Jens Segers on

Running both PHP 5 and PHP 7 without wasting resources

Installing both PHP 5 and PHP 7 next to each other seems to be fairly simple. In this blog post, I will be showing you how you can free up some resources while you're transitioning to PHP 7. Here's what I did.

On this Debian web server, I installed php7.0-fpm from the Dotdeb repository without removing the old Debian php5-fpm package. Turns out you can install both of these without any issues. Great!

After installing and configuring PHP 7, the only thing I had to do to switch a website to PHP 7 was changing this single line in my Nginx site configuration from:

fastcgi_pass unix:/var/run/php5-fpm.sock;

To:

fastcgi_pass unix:/var/run/php/php7.0-fpm.sock;

I was able to gradually roll out PHP 7 to each website and test for compatibility issues.

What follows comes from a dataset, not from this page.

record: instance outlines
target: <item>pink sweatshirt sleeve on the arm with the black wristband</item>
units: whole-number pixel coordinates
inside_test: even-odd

Everything went great, except for this old CodeIgniter website that I'm still hosting for some friends.

When using the default configuration, both PHP version will start their FPM resource pool:

# php5
root      php-fpm: master process (/etc/php5/fpm/php-fpm.conf)
www-data  php-fpm: pool www
www-data  php-fpm: pool www

# php7
root      php-fpm: master process (/etc/php/7.0/fpm/php-fpm.conf)
www-data  php-fpm: pool www
www-data  php-fpm: pool www

Having PHP 5 running as a fallback for older frameworks is great, but it is a shame that the resource pool is reserving precious memory while it is only handling a couple of requests. Time to fix this!

In your PHP 5 FPM pool configuration file, you can change the process management setting to ondemand rather than the default dynamic setting. In this mode, the FPM pool will only start the master process, and fork child processes when new requests come in.

# /etc/php5/fpm/pool.d/www.conf
pm = ondemand

This change might not save you hundreds of megabytes, but it feels like a great optimisation until you can completely kiss PHP 5 goodbye!